(Maya Phillips’s article appeared in The New York Times, 4/26; Photo: Jaquel Spivey, center, as Usher, a 25-year-old Broadway usher, in “A Strange Loop” at the Lyceum Theater in Manhattan. Credit…Sara Krulwich/The New York Times.)

Michael R. Jackson’s Pulitzer Prize-winning meta musical arrives on Broadway with its uproarious dialogue, complex psychology and eclectic score intact.

 

A Strange Loop

NYT Critic’s Pick

Broadway, Musical

1 hour 45 minutes

Open Run

Lyceum Theatre, 149 W. 45th St.

212-541-8457

When the homophobic, God-fearing, Tyler Perry-loving mother of Usher, the protagonist of the remarkable musical “A Strange Loop,” describes her son’s art, she uses the word “radical.” She doesn’t mean it as a compliment.

But “A Strange Loop,” Michael R. Jackson’s Pulitzer Prize-winning meta musical about a Black queer man’s self-perception in relation to his art, is radical. And I definitely mean that as a compliment.

This musical, a production of Page 73, Playwrights Horizons and Woolly Mammoth Theater Company, forgoes the commercial niceties and digestible narratives of many Broadway shows, delivering a story that’s searing and softhearted, uproarious and disquieting.

“A Strange Loop,” which opened Tuesday night, isn’t just the musical I saw in the packed Lyceum Theater a few evenings ago; it’s also the musical Usher (Jaquel Spivey), a 25-year-old usher at the Broadway production of “The Lion King,” is writing right in front of us.

He’s facing a few hurdles, namely his intrusive thoughts, embodied by the same six actors who originated the roles in the 2019 Off Broadway premiere: L Morgan Lee, James Jackson Jr., John-Michael Lyles, John-Andrew Morrison, Jason Veasey and Antwayn Hopper. They give voice to his anxieties of being a plus-size Black queer man, his alcoholic father’s constant denigration and his mother’s pleas to stop running “up there in the homosexsh’alities” and produce a wholesome gospel play instead.

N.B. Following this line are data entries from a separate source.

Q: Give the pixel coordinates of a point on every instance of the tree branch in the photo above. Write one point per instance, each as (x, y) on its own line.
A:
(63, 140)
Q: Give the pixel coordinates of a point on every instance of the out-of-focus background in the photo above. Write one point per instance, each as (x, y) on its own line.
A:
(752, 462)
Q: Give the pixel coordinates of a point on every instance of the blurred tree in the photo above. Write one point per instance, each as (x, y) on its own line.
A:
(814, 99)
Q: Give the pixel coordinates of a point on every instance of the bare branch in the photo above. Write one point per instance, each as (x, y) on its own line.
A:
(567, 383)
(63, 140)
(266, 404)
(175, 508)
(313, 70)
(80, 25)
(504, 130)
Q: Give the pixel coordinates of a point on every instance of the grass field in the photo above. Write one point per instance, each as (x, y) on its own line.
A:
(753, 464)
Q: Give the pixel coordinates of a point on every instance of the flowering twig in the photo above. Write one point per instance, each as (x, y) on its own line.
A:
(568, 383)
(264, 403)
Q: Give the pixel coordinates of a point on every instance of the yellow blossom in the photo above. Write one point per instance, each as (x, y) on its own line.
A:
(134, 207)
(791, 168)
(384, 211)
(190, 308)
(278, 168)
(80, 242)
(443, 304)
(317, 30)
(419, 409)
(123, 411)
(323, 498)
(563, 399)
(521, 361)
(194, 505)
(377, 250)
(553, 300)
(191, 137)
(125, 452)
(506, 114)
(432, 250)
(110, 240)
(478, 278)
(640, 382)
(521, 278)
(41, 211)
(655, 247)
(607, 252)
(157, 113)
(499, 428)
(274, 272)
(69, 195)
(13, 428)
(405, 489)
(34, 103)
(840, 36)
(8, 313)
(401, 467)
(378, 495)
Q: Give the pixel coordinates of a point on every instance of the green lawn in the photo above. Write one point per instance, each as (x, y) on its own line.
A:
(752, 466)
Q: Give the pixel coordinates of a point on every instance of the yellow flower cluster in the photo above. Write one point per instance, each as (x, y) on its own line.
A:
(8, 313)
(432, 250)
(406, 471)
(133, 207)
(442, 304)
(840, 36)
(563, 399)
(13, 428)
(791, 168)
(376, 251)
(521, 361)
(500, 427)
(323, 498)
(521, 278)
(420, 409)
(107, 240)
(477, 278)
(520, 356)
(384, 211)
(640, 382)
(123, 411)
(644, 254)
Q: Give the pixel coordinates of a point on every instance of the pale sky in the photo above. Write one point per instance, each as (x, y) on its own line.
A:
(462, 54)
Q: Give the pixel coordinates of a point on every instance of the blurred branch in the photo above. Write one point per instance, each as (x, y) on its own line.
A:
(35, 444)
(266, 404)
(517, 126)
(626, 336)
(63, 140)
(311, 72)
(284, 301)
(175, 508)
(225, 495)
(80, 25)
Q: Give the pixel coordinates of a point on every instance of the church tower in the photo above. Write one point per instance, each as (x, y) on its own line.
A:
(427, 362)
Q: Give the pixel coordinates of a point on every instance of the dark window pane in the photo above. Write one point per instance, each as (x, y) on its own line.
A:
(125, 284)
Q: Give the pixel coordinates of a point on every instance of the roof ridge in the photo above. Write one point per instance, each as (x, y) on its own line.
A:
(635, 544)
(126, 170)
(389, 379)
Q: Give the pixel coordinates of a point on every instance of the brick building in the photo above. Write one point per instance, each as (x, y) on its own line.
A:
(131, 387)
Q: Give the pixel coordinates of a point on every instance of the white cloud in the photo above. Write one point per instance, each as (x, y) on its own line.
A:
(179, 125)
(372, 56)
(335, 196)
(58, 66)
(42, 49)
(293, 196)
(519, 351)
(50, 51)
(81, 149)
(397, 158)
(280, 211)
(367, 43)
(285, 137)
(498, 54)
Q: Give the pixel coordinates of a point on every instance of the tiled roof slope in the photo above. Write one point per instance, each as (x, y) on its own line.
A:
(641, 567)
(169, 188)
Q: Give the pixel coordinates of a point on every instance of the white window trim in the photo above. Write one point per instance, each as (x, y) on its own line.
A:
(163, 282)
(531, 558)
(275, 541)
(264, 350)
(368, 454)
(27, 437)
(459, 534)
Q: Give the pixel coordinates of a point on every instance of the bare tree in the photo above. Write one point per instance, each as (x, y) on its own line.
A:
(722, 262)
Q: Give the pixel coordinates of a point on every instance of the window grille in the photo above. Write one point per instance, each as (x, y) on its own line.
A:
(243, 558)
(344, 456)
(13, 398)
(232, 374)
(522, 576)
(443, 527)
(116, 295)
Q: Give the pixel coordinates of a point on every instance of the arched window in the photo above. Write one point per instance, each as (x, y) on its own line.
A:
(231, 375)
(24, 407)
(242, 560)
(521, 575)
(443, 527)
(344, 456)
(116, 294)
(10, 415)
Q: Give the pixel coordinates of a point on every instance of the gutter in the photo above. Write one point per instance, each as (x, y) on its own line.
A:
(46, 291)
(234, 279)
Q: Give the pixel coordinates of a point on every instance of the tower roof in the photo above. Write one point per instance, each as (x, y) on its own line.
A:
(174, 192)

Through scenes that move between Usher’s interactions with the outside world, like a phone conversation with his mother or a hookup, and a constant congress with his most devastating notions of himself, “A Strange Loop” pulls off an amazing feat: condensing a complex idea, full of paradoxes and abstractions, into the form of a Broadway musical.